1) "Enzimas de carga" coincidem com as seqüências de bases no RNA e ajudam a criar cadeias de peptídeos a partir dos aminoácidos ligados da primeira classe (vermelha) e segunda (verde)
2) As cadeias peptídicas se dobram em formas funcionais
3) Dependendo do formato da cadeia, os aminoácidos da primeira ou da segunda classe são selecionados e se tornam enzimas de carga ativa.
4) As enzimas interagem com o RNA e fornecem aminoácidos às cadeias formadoras

Teorema de Gödel e a química da vida


Carter vê muitas semelhanças entre esse laço e o laço na matemática descrita pelo filósofo e matemático Kurt Gödel , cujo teorema da incompletude postula que declarações que não podem ser provadas ou refutadas pelo próprio sistema aparecerão necessariamente em qualquer sistema lógico. "Acredito que a analogia com o teorema de Godel fornece um argumento bastante forte para a inevitabilidade", disse Carter.

Em trabalhos recentes, Carter e Wills mostram que seu mundo de peptídeos de RNA resolve problemas com lacunas na história da origem da vida que apenas um RNA é incapaz de explicar. "Eles fornecem evidências teóricas e experimentais confiáveis ​​de que RNA e peptídeos estão envolvidos na geração do código genético desde o início", disse Hofmeir, "e que o metabolismo, criação através da cópia, transmissão e reprodução, deve ter evoluído juntos".

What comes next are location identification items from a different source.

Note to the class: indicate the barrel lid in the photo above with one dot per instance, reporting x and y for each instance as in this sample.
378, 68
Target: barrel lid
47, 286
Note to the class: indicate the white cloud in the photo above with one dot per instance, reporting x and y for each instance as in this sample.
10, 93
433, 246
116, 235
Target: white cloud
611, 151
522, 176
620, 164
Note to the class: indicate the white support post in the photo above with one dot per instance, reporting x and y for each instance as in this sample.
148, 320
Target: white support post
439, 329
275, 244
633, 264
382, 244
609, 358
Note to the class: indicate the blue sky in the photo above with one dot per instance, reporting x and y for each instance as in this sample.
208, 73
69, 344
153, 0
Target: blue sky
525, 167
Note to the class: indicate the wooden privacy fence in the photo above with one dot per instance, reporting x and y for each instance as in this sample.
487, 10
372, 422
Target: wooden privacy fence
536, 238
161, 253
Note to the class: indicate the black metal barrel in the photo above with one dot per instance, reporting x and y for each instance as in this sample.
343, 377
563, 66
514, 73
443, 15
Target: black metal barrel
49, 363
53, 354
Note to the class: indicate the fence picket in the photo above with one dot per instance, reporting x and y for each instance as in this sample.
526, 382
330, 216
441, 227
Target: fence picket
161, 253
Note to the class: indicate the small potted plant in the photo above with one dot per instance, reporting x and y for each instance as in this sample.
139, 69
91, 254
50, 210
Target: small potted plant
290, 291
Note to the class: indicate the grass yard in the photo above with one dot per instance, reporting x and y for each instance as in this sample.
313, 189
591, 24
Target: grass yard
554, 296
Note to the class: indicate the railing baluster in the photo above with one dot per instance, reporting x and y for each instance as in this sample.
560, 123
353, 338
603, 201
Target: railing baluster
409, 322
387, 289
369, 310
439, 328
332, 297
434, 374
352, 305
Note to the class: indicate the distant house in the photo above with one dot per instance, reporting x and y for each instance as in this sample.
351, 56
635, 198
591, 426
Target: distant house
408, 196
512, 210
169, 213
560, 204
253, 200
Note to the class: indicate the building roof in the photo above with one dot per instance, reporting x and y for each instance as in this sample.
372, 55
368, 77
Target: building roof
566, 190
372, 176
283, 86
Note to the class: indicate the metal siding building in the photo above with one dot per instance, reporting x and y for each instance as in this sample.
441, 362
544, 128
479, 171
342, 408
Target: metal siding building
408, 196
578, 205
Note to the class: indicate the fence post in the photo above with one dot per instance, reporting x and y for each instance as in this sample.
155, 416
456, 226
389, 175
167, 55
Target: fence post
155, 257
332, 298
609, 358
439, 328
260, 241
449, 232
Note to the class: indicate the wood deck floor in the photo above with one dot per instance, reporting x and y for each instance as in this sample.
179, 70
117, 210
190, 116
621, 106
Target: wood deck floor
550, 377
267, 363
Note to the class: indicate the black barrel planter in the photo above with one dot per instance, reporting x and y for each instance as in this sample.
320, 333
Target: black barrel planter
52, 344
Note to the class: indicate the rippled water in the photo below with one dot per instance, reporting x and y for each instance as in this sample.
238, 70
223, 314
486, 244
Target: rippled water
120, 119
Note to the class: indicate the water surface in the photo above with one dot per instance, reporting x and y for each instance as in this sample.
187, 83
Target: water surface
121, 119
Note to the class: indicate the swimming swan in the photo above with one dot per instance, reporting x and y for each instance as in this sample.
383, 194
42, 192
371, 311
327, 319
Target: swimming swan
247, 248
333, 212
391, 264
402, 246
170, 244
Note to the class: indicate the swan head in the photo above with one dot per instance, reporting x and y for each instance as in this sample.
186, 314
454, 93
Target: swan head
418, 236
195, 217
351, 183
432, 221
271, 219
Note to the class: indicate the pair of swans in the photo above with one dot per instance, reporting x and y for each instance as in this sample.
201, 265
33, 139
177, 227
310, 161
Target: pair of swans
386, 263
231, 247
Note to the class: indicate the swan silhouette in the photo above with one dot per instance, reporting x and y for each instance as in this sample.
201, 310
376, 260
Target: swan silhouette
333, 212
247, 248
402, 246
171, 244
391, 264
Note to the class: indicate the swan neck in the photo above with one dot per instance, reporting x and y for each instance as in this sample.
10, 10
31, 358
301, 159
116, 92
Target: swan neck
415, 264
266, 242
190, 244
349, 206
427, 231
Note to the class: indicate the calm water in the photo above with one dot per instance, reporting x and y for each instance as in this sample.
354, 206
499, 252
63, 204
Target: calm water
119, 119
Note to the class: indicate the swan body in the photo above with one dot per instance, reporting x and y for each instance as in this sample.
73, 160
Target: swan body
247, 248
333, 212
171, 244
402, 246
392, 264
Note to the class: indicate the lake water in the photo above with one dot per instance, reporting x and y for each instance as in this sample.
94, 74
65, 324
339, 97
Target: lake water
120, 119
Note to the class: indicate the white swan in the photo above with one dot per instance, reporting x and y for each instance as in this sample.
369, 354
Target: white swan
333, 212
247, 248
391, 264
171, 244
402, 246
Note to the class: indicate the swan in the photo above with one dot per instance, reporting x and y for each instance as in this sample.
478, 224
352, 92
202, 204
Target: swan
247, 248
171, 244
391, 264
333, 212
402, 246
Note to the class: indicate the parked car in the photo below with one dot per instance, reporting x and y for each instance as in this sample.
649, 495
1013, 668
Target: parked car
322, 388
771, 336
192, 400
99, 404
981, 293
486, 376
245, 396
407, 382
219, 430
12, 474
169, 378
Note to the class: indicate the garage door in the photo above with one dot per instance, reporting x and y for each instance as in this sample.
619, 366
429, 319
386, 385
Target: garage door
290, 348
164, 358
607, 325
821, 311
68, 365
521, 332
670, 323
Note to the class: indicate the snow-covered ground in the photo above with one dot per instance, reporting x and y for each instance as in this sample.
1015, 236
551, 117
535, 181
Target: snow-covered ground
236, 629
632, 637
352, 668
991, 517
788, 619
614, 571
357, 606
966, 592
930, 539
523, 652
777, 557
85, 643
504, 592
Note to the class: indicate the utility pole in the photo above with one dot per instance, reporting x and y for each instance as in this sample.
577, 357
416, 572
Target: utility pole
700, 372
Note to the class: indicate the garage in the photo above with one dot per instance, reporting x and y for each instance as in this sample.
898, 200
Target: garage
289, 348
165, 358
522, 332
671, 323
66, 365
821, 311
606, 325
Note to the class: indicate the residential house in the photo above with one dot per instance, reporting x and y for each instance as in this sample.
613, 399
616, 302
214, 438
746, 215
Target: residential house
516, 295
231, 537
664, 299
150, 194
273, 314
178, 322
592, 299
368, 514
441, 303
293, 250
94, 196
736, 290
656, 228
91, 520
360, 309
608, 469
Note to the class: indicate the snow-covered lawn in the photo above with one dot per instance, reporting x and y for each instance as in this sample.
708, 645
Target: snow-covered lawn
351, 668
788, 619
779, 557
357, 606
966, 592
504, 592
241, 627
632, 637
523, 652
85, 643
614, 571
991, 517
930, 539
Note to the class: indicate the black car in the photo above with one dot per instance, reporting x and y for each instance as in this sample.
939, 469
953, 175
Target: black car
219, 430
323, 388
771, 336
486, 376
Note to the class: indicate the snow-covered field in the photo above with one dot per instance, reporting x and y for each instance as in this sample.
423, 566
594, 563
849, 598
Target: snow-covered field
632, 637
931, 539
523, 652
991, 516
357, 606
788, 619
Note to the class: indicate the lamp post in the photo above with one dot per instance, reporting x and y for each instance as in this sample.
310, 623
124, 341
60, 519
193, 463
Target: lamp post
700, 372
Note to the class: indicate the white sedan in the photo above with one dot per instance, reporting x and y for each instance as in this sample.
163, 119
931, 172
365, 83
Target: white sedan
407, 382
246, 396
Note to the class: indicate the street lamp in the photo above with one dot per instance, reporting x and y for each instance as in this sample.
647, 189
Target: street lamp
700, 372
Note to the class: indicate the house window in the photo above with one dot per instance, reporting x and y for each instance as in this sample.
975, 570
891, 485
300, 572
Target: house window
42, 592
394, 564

Obviamente, o modelo de Carter-Wills começa com um código genético, cuja existência envolve reações químicas complexas, que incluem moléculas como RNA de transporte e enzimas de carga. Os pesquisadores afirmam que nos eventos anteriores ao cenário proposto, a interação de RNA e peptídeos estava envolvida. No entanto, essa suposição deixa muitas questões em aberto sobre como essa química começou e como ela parecia.

Para responder a essas perguntas, existem muitas teorias que vão muito além do mundo do RNA. Alguns cientistas adotam a abordagem oposta à de Carter e Wills: acreditam que os estágios iniciais do desenvolvimento da vida não se assemelham necessariamente à química que existe hoje. Doron Lancet , pesquisador de genoma do Instituto Wizman de Ciência em Israel, oferece uma teoria alternativa baseada na montagem de lipídios que catalisa a entrada e saída de várias moléculas. A informação é transmitida não por sequências genéticas, mas por composições lipídicas.

Como o modelo de Carter-Wills, a idéia do Lancet inclui não um tipo de molécula, mas um grande número deles. "Mais e mais evidências estão sendo reunidas", diz Lancet, "capazes de confirmar essa hipótese alternativa". Até agora, os cientistas não decidiram o que exatamente aconteceu nas origens da vida, mas, aparentemente, estão começando a se afastar de uma história na qual havia exclusivamente um RNA. "Só precisamos colocar alguns ovos na cesta de RNA", disse Hofmeir.